🌍 The cost of leaching copper oxide ore in the Central African Copperbelt is about to get even more expensive.
In the past few days a number of Middle Eastern Oil refineries have been attacked / closed. In addition, exports through the Strait of Hormuz have ground to a halt.
What has this got to do with leaching copper in one of the world’s largest copper belts ? Sulphur, or more specifically sulphuric acid.
Approximately, 50% of seaborne sulphur is shipped through the Strait of Hormuz.
90% of sulphur imported into Africa is from the Middle East… and therefore passes through the Strait of Hormuz
The central African Copperbelt imports around 2 million tonnes of this sulphur per annum. The sulphur is used in local sulphur burners to convert into sulphuric acid, which is used by mining companies for leaching copper out of copper oxide ores. One part of sulphur makes 3 parts of liquid high-strength sulphuric acid. Therefore, 2.0 million tonnes of sulphur produces approximately 6.0 million tonnes of sulphuric acid.

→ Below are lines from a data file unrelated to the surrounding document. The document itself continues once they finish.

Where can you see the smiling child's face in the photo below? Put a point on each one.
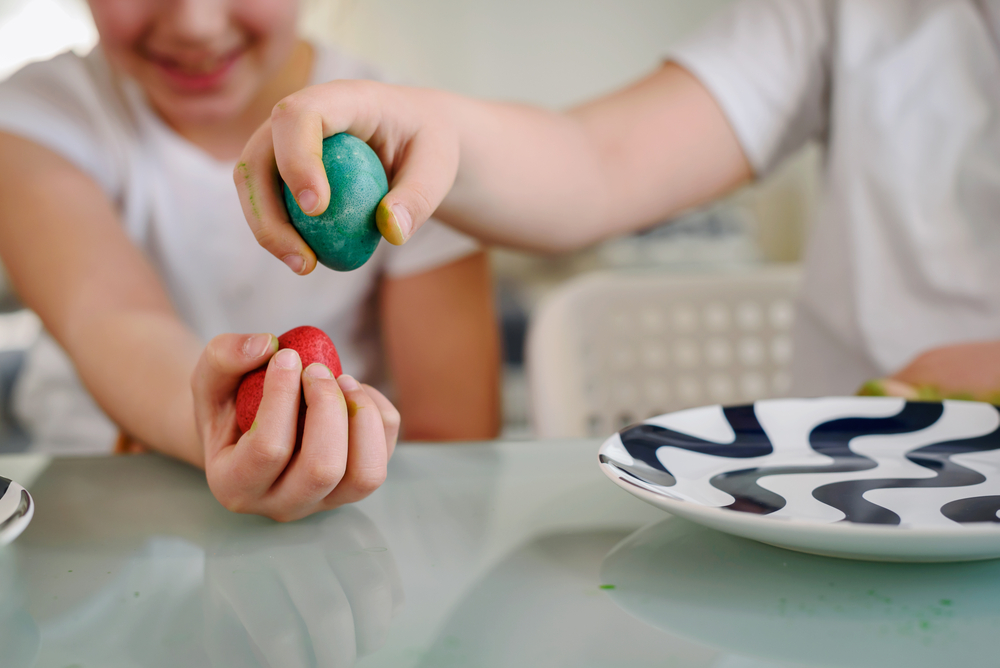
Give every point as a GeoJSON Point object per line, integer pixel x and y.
{"type": "Point", "coordinates": [199, 61]}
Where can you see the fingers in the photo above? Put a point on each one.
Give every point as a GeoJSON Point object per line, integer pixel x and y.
{"type": "Point", "coordinates": [418, 148]}
{"type": "Point", "coordinates": [422, 176]}
{"type": "Point", "coordinates": [241, 475]}
{"type": "Point", "coordinates": [390, 418]}
{"type": "Point", "coordinates": [321, 463]}
{"type": "Point", "coordinates": [225, 359]}
{"type": "Point", "coordinates": [297, 136]}
{"type": "Point", "coordinates": [256, 178]}
{"type": "Point", "coordinates": [367, 453]}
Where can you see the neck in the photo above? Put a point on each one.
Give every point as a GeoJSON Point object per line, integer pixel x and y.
{"type": "Point", "coordinates": [225, 140]}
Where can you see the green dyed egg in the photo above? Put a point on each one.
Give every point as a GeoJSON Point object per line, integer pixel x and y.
{"type": "Point", "coordinates": [345, 235]}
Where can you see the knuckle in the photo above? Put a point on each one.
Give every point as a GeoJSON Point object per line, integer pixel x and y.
{"type": "Point", "coordinates": [282, 515]}
{"type": "Point", "coordinates": [368, 479]}
{"type": "Point", "coordinates": [231, 501]}
{"type": "Point", "coordinates": [268, 453]}
{"type": "Point", "coordinates": [318, 476]}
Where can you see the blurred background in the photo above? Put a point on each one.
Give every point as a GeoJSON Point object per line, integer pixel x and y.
{"type": "Point", "coordinates": [549, 52]}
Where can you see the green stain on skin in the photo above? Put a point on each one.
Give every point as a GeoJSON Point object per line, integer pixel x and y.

The price of high-strength sulphuric in Kolwezi, on the western edge of the DRC Copperbelt, has been trading near all-time highs of $700-$800/tonne for the past 4-5 months, due to regional export restrictions, higher copper prices, as well as an already tight global sulphur market. This price will rise further.
I have heard that traders are already struggling to source any. Sulphuric acid prices will therefore significantly increase across Africa… and if the disruption lasts longer than ~3 weeks, copper oxide operations will have to close as they’ve run out of acid.
Oxide copper is the dominant ore source of copper produced in DRC… and the DRC is the world’s 2nd largest copper producer.